Po trzech godzinach obrad powstał projekt ustaleń szczytu eurogrupy. Chodzi o zarys pomocy dla bankrutujących członków strefy euro. Jak podała agencja France Press, kraje z takimi problemami jak Grecja, Portugalia czy Irlandia, będą mogły ubiegać się o pożyczki niżej oprocentowane i o wydłużonym terminie zwrotu.
Termin spłaty - zamiast 7,5 roku - miałby wynosić aż 15 lat. Z kolei oprocentowanie spadłoby z 4,5 do 3,5 procent. Nie wiadomo jednak na razie, czy chodzi o pieniądze dla dłużników wyłącznie z Europejskiego Banku Centralnego, czy również o pożyczki z prywatnych unijnych banków.
Powołując się na źródła dyplomatyczne AFP podała, że nowy pakiet pomocowy dla Grecji może sięgać 71 mld euro - mają się na niego złożyć bogatsze kraje strefy euro oraz Międzynarodowy Fundusz Walutowy. Dodatkowa pomoc ma polegać na zmniejszeniu zadłużenia Grecji przez sektor prywatny, czyli banki, ubezpieczycieli i fundusze, które posiadają obligacje tego kraju. Do wyboru mają być trzy opcje: wymiana obligacji na papiery o dłuższym terminie zapadalności, zamiana ich na długoterminowe obligacje (nawet 30-letnie) albo wykupienie obligacji z rynku przez fundusz ratunkowy strefy euro (EFSF).
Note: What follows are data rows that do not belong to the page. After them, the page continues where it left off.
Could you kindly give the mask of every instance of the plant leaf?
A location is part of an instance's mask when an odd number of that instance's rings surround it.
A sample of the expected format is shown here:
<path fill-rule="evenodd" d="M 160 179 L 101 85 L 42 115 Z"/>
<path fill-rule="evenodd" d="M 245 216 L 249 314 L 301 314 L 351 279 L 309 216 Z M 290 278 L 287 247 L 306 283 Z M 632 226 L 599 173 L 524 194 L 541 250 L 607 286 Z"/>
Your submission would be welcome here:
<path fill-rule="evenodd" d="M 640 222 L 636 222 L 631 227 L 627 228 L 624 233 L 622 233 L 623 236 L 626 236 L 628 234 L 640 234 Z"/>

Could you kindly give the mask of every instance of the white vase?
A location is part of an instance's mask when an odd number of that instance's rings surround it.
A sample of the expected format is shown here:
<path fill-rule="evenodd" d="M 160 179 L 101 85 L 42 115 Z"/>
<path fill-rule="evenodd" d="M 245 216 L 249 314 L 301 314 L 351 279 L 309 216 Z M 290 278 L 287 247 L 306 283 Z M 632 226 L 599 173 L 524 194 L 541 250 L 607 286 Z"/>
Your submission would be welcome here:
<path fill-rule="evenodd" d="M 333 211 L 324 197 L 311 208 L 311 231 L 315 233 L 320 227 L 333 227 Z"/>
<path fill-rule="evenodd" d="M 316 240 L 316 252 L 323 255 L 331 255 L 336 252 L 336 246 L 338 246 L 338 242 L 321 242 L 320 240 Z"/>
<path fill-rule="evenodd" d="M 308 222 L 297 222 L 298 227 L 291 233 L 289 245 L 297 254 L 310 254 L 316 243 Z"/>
Przed szczytem szef eurogrupy i premier Luksemburga Jean-Claude Juncker apelował o uniknięcie częściowego bankructwa Grecji, choć nie wykluczył tej możliwości. Euro nie jest zagrożone - jest stosunkowo stabilne. Ale z powodu problemów Grecji i kilku innych krajów musimy wypracować ogólne rozwiązanie, żebyśmy nie musieli debatować na ten temat co dwa tygodnie - uspokajał na szczycie.